Step three? It's the toughest one because it involves Singletary changing his own mind-set. Singletary's strength is his focus, his ability to identify a goal and then march toward it no matter how many distractions swirl around his head.
The problem is that for seven games, the 49ers have been marching in the wrong direction. Much like the Germans in "Raiders of the Lost Ark," they've been digging in the wrong place.
Are Singletary and the 49ers capable of picking up and digging somewhere else? On Thursday, offensive coordinator Jimmy Raye said the team would consider using more three-receiver packages – which were wildly effective against the Texans and the Colts – as the season progressed.
But at the same time, he said it wouldn't happen quickly, and he gave all sorts of excuses – a quarterback who's played only six quarters this season, a rookie wideout who is still learning the playbook, an ever-changing offensive line – why it never could be a big part of the offense.

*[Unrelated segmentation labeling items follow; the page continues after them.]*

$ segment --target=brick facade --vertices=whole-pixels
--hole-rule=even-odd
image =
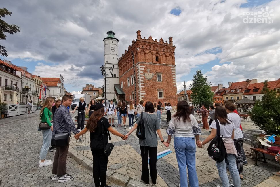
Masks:
[[[125,100],[135,101],[132,98],[134,92],[134,80],[132,82],[134,75],[131,53],[133,51],[137,102],[142,100],[153,103],[160,101],[163,103],[170,102],[175,105],[177,102],[174,56],[176,47],[173,46],[172,37],[169,37],[168,43],[163,41],[162,38],[158,42],[156,39],[154,40],[151,36],[148,39],[142,39],[141,31],[138,30],[137,33],[136,41],[132,41],[132,45],[125,50],[118,62],[120,85],[125,93]],[[160,80],[158,80],[158,75],[160,76]],[[162,98],[159,98],[159,92],[162,92]]]

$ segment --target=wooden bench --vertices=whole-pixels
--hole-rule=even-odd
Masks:
[[[244,119],[244,122],[245,120],[247,121],[247,122],[248,122],[248,118],[249,118],[248,114],[239,114],[239,116],[240,117],[240,119],[242,119],[242,118]]]
[[[259,136],[263,136],[265,135],[262,134],[260,134],[259,135]],[[262,148],[255,148],[255,147],[253,148],[250,148],[250,149],[255,151],[255,159],[256,159],[256,162],[255,162],[255,164],[254,165],[255,166],[257,166],[258,165],[257,164],[257,162],[258,161],[258,152],[260,152],[262,153],[262,156],[263,156],[263,158],[263,158],[264,159],[264,161],[263,162],[264,163],[266,163],[267,162],[266,162],[266,160],[265,160],[265,157],[264,156],[264,154],[268,154],[270,155],[272,155],[272,156],[275,156],[277,153],[272,153],[270,152],[268,152],[267,150],[264,149],[264,146],[263,145],[261,145]],[[254,146],[255,146],[255,144],[254,144]],[[273,146],[280,146],[280,138],[279,138],[278,137],[275,137],[275,142],[273,143]]]

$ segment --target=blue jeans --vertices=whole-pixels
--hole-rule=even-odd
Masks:
[[[159,121],[159,124],[161,123],[161,114],[160,113],[160,110],[158,110],[157,112],[157,118]]]
[[[117,112],[117,115],[118,116],[118,124],[121,124],[121,116],[120,116],[120,112]]]
[[[43,133],[43,145],[40,152],[40,159],[45,160],[52,141],[52,130],[51,129],[41,130]]]
[[[238,170],[235,162],[235,155],[233,154],[228,154],[227,155],[229,165],[228,165],[231,175],[233,181],[234,187],[240,187],[240,176],[238,173]],[[216,164],[217,168],[219,171],[220,176],[223,186],[229,186],[230,185],[226,168],[225,159],[221,162],[217,162]]]
[[[128,124],[129,126],[133,126],[133,114],[128,114],[128,120],[129,122]]]
[[[195,168],[196,147],[195,139],[193,137],[174,137],[174,148],[179,168],[180,185],[181,187],[188,187],[187,167],[190,185],[191,187],[198,187],[198,179]]]

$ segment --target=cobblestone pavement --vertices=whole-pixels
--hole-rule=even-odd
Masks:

The 49ers' previous offensive coordinator, Mike Martz, was ambitious to the point of being reckless. Raye is the opposite. He is careful to the point of being fearful. When Raye speaks, he always seems to note the perils he sees looming down the road. His glass is half-empty.
Singletary needs to nudge him along.
Singletary's previous personnel moves suggest that he understands that standing pat is the biggest danger. The 49ers have stuck with a cautious offense for seven weeks, and it ranks 27th in the league.
The biggest folly would be not to change it at all.